Power is disconnected from 28 pin socket so AtMega can be removed.

Insert another AtMega and push Start button.

If Red LED flashes and stays on, then there is no AtMega, it is installed backwards or it failed to program.

Option: Open serial monitor, set to 19200 baud

The monitor will display more information on process


Using one of these AtMegas in an Arduino:

The UNO bootloader is supposed to be a lot smaller and load programs faster.

There had been some compatibility problems reported with UNO. I haven't confirmed any.

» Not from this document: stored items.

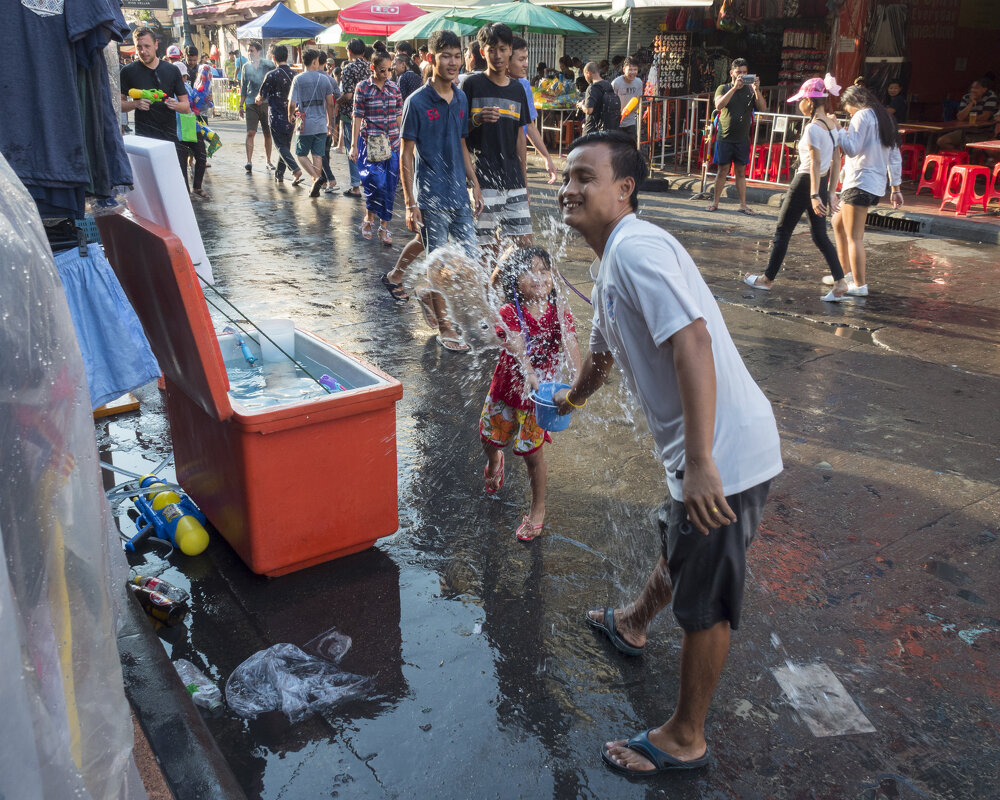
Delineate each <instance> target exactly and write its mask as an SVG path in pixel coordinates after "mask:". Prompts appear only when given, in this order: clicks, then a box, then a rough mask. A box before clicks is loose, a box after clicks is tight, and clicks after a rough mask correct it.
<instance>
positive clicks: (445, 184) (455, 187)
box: [402, 81, 469, 210]
mask: <svg viewBox="0 0 1000 800" xmlns="http://www.w3.org/2000/svg"><path fill="white" fill-rule="evenodd" d="M468 128H469V101H468V99H467V98H466V96H465V92H462V91H460V90H459V89H454V90H453V92H452V99H451V102H450V103H447V102H445V100H444V98H442V97H441V95H439V94H438V93H437V91H436V90H435V89H434V85H433V83H432V82H430V81H429V82H427V83H425V84H424V85H423V86H421V87H420V88H419V89H417V90H416V91H415V92H413V93H412V94H411V95H410V96H409V97H407V98H406V101H405V102H404V103H403V128H402V136H403V139H404V140H407V141H412V142H414V143H415V144H416V148H415V149H416V154H415V157H414V171H415V180H414V182H415V184H416V196H417V205H418V206H419V207H420V208H421V210H423V209H433V208H442V209H446V208H461V207H463V206H467V205H468V204H469V194H468V191H467V190H466V188H465V156H464V153H463V152H462V139H464V138H465V136H466V134H467V133H468Z"/></svg>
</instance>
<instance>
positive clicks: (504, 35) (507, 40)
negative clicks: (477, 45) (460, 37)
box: [476, 22, 514, 49]
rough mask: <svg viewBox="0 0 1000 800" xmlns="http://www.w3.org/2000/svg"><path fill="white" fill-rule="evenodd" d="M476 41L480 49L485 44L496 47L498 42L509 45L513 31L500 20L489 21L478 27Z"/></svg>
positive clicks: (505, 44) (506, 44)
mask: <svg viewBox="0 0 1000 800" xmlns="http://www.w3.org/2000/svg"><path fill="white" fill-rule="evenodd" d="M476 41H477V42H479V47H480V49H482V48H483V47H486V46H487V45H489V46H490V47H496V46H497V45H498V44H505V45H507V46H508V47H509V46H511V45H512V44H513V43H514V32H513V31H512V30H511V29H510V28H508V27H507V26H506V25H504V24H503V23H502V22H491V23H489V24H488V25H483V27H481V28H480V29H479V33H477V34H476Z"/></svg>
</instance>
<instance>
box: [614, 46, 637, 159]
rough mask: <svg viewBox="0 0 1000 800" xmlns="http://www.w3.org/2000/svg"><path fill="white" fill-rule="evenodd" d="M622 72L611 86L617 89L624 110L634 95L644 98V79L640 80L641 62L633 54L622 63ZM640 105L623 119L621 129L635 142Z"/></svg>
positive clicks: (615, 92)
mask: <svg viewBox="0 0 1000 800" xmlns="http://www.w3.org/2000/svg"><path fill="white" fill-rule="evenodd" d="M622 70H623V72H622V74H621V75H619V76H618V77H617V78H615V79H614V80H613V81H611V88H612V89H614V90H615V94H617V95H618V99H619V100H621V103H622V111H624V110H625V106H627V105H628V101H629V100H631V99H632V98H633V97H638V98H642V81H641V80H639V62H637V61H635V60H634V59H633V58H632V56H628V57H627V58H626V59H625V61H624V62H623V65H622ZM637 109H638V106H637V107H636V108H634V109H632V111H631V112H630V113H629V114H628V115H627V116H626V117H625V119H623V120H622V124H621V125H620V126H619V128H618V129H619V130H620V131H621V132H622V133H624V134H626V135H627V136H628V137H629V138H630V139H631V140H632V141H633V142H634V141H636V131H637V129H638V126H639V113H638V110H637Z"/></svg>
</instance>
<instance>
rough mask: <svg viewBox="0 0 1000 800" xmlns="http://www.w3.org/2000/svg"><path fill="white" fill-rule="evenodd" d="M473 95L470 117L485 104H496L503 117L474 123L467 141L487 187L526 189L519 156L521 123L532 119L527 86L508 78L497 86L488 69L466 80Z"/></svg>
mask: <svg viewBox="0 0 1000 800" xmlns="http://www.w3.org/2000/svg"><path fill="white" fill-rule="evenodd" d="M462 91H464V92H465V96H466V97H467V98H468V99H469V118H470V120H471V119H473V118H474V117H475V116H476V115H478V114H479V113H480V112H481V111H482V110H483V109H484V108H489V107H491V106H496V107H498V108H499V109H500V119H499V120H497V121H496V122H484V123H482V124H480V125H476V124H475V123H473V124H472V125H471V127H470V128H469V136H468V138H467V139H466V142H467V144H468V147H469V152H470V153H471V154H472V158H473V161H474V163H475V165H476V177H477V178H478V179H479V185H480V186H481V187H482V188H483V189H523V188H524V173H523V172H521V160H520V159H519V158H518V157H517V142H518V136H519V135H520V133H521V126H522V125H527V124H528V123H530V122H531V115H530V114H529V112H528V102H527V100H528V99H527V97H526V96H525V92H524V87H523V86H522V85H521V84H520V83H519V82H518V81H516V80H512V79H508V81H507V85H506V86H497V84H495V83H493V81H491V80H490V79H489V78H488V77H487V76H486V73H474V74H472V75H470V76H469V77H468V78H466V80H465V83H463V84H462Z"/></svg>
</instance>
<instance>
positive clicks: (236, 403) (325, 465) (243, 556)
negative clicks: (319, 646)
mask: <svg viewBox="0 0 1000 800" xmlns="http://www.w3.org/2000/svg"><path fill="white" fill-rule="evenodd" d="M98 224H99V227H100V231H101V239H102V241H103V242H104V246H105V249H106V250H107V254H108V260H109V261H110V262H111V264H112V266H113V267H114V269H115V272H116V273H117V275H118V278H119V280H120V281H121V284H122V287H123V288H124V290H125V292H126V294H127V295H128V297H129V300H130V301H131V302H132V305H133V307H134V308H135V311H136V313H137V314H138V316H139V319H140V320H141V321H142V324H143V327H144V328H145V331H146V335H147V337H148V338H149V342H150V345H151V346H152V348H153V352H154V354H155V355H156V358H157V360H158V361H159V363H160V367H161V369H162V370H163V374H164V378H165V381H166V387H167V414H168V417H169V420H170V430H171V434H172V437H173V444H174V460H175V464H176V469H177V480H178V483H180V485H181V486H183V487H184V489H185V490H186V491H187V492H188V493H189V494H190V495H191V498H192V499H193V500H194V501H195V503H197V504H198V506H199V507H200V508H201V510H202V511H204V512H205V515H206V516H207V517H208V519H209V520H210V521H211V523H212V524H213V525H214V526H215V527H216V528H217V529H218V530H219V532H220V533H221V534H222V535H223V536H224V537H225V538H226V540H227V541H228V542H229V543H230V544H231V545H232V546H233V548H234V549H235V550H236V552H237V553H239V555H240V557H241V558H242V559H243V560H244V561H245V562H246V564H247V566H248V567H250V569H252V570H253V571H254V572H257V573H261V574H264V575H283V574H285V573H288V572H293V571H294V570H297V569H302V568H303V567H308V566H310V565H312V564H318V563H320V562H323V561H329V560H330V559H333V558H339V557H340V556H345V555H349V554H350V553H356V552H358V551H359V550H364V549H367V548H368V547H371V546H372V545H373V544H374V543H375V540H376V539H378V538H380V537H382V536H388V535H389V534H391V533H393V532H395V530H396V529H397V527H398V526H399V517H398V512H397V493H396V409H395V403H396V401H397V400H399V399H400V398H401V397H402V396H403V388H402V385H401V384H400V383H399V381H397V380H395V379H394V378H392V377H390V376H389V375H386V374H385V373H383V372H381V371H380V370H378V369H376V368H375V367H373V366H371V365H370V364H367V363H365V362H363V361H361V360H360V359H358V358H356V357H354V356H352V355H350V354H348V353H345V352H344V351H343V350H341V349H339V348H337V347H334V346H332V345H330V344H328V343H326V342H324V341H323V340H322V339H320V338H319V337H318V336H315V335H313V334H310V333H307V332H306V331H301V330H296V331H295V354H296V357H300V356H302V357H305V358H308V359H310V360H312V361H315V362H318V363H319V364H321V365H323V366H324V367H326V368H327V370H326V371H328V372H330V373H331V374H334V375H336V376H339V377H340V378H341V379H342V382H344V383H345V384H346V385H349V386H350V387H352V388H349V389H348V390H347V391H343V392H337V393H335V394H329V395H324V396H321V397H318V398H315V399H308V400H300V401H295V402H288V403H284V404H282V405H274V406H271V407H267V408H263V409H260V410H257V411H251V410H248V409H246V408H245V407H244V406H243V405H242V404H241V403H240V402H239V401H238V400H234V399H231V398H230V396H229V394H228V390H229V379H228V376H227V373H226V364H227V363H228V364H230V365H238V364H241V363H242V364H243V365H245V362H244V361H243V360H242V355H241V354H240V351H239V348H238V346H237V344H236V341H235V337H234V336H232V335H228V334H222V335H217V334H216V333H215V331H214V329H213V326H212V320H211V318H210V317H209V314H208V308H207V306H206V304H205V299H204V297H203V295H202V290H201V286H200V285H199V283H200V282H199V279H198V277H197V275H196V274H195V271H194V269H193V267H192V266H191V260H190V258H188V255H187V251H186V250H185V249H184V247H183V245H182V244H181V242H180V240H179V239H178V238H177V237H176V236H174V235H173V234H172V233H170V232H169V231H168V230H166V229H165V228H160V227H159V226H157V225H154V224H153V223H151V222H148V221H147V220H143V219H141V218H138V217H132V216H129V215H115V216H109V217H103V218H101V219H100V220H99V223H98ZM206 294H207V295H208V296H209V297H211V295H212V292H211V290H207V292H206ZM217 302H218V301H217ZM252 347H253V348H254V349H255V350H256V346H255V345H252ZM256 352H257V353H259V350H256ZM317 377H318V376H317Z"/></svg>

My limited experience says in Arduino environment, for board, you can select either UNO or Duemilanove.

Westfields original code:

will work with this adapter. The LEDs and Start button will not work but status will be displayed on the Serial monitor. The reason I mentioned this is that he may update the code to an newer version at this website.

Step 4: PCB With ZIF

I actually started this Instructable last year and forgot about it. I am Old!
So I had a 28 pin ZIF (Zero Insertion Force) socket, lying around so I decided to use it and make a PCB for bootloading.
I’ve included the Eagle files I used to make this PCB.
Eagle comment: adafruit has an Eagle library that includes an Arduino UNO blank shield. I like it as it has all those connectors correctly spaced.

ZIF sockets: For those of you not familiar with these: Pull the lever up, insert IC, then push the lever down. It will sort of work the other way but will be intermittent.

This version is going to be more than $1 however.